I come from a large Irish Catholic family, and we think, actually we know, we are the funniest, smartest group around. And pretty good looking, too. Or so we tell ourselves.) Each of us falls into certain behavior based on our birth order. I am the youngest, so I will always be the spoiled brat. My older sister is bossy. My middle two brothers often seem to forget they are related to us, and my two oldest brothers run the family. What is amazing, though, is we all get along with each other, or at least we pretend to.

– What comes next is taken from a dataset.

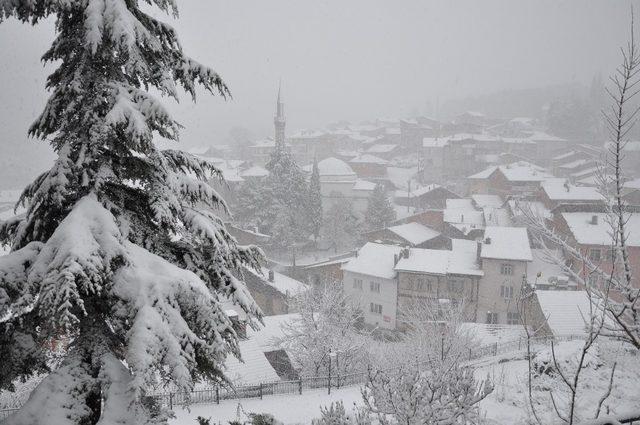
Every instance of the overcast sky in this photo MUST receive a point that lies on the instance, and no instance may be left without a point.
(345, 59)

As the youngest, I always thought I got cheated out of the ‘really fun’ memories. My brothers would start a story, “Remember the time Dad took us sledding and we didn’t clear the sawhorse. Dennis got smashed. Boy, was Mom mad.” Or, “What about when Mike got his head in John’s way when he was swinging that lead pipe?” As the youngest, with 13 years between me and my oldest brother, I wanted to have some fun and funny memories—like smashing into the saw horse. But it became clear to me that my really fun memories would have to be made as an adult. So what better way to do it than by forcing everyone to go to lunch once a month? No parents, spouses or kids allowed. You’d better show up, because if you don’t, you’re fair game to be talked about.

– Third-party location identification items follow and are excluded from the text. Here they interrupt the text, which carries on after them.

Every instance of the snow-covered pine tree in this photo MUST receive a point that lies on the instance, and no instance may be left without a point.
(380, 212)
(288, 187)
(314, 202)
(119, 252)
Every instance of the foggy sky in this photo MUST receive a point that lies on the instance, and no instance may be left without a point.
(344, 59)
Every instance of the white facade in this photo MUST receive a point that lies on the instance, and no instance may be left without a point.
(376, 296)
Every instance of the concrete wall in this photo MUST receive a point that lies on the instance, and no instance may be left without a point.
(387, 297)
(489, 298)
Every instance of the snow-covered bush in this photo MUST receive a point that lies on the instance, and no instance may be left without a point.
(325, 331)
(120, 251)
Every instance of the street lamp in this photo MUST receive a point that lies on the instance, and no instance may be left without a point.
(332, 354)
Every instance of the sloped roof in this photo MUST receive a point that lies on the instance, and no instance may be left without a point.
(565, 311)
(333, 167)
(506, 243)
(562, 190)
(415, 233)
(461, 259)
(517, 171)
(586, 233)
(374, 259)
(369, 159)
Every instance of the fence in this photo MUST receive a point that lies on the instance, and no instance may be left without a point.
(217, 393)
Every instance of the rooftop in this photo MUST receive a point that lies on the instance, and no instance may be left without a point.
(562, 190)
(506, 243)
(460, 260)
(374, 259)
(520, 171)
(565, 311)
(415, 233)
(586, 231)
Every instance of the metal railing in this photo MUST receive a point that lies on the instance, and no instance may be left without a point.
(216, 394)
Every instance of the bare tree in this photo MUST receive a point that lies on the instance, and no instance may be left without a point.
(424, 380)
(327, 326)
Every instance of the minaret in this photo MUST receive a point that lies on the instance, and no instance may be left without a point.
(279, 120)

I have often thought these lunches should be taped and played on YouTube. My oldest brother, John, selects the date and location. I used to do it, but he moved into town and usurped my authority. There is no drinking at lunch, since the amount of cackling and laughing would get really out of hand—did I mention we’re Irish? Even though we are all well into our 50s and 60s, this lunch ritual is a special siblings time to bond without any distractions.

Each ends with the waitress trying to guess who is the oldest and who is the youngest. They always choose Tim as the youngest. Who is a good seven years older than me. This leads to more squawking, followed by several hours of me staring into the mirror at home, trying to figure out what I can get injected into my face to bring my youth back.

I love my siblings and think they would take a bullet for me … well, except for one, who I can hear right now say, No way, she is insane, I am not sure I even like her that much. But what these sibling lunches have forced us to do is get to know each other as adults. We came from a family that was not big on hugging and ‘I love yous,’ but these lunches always end with a round of that, even if it is a little awkward.

Since the holidays are right around the corner, now is the perfect time to start your own family tradition of sibling lunches. It is a great way to put any long-ago hurts behind you, like John hitting Mike with the lead pipe. And it is also nice to know that even if these people weren’t my siblings, I would still want them as my friends. Well, except for one.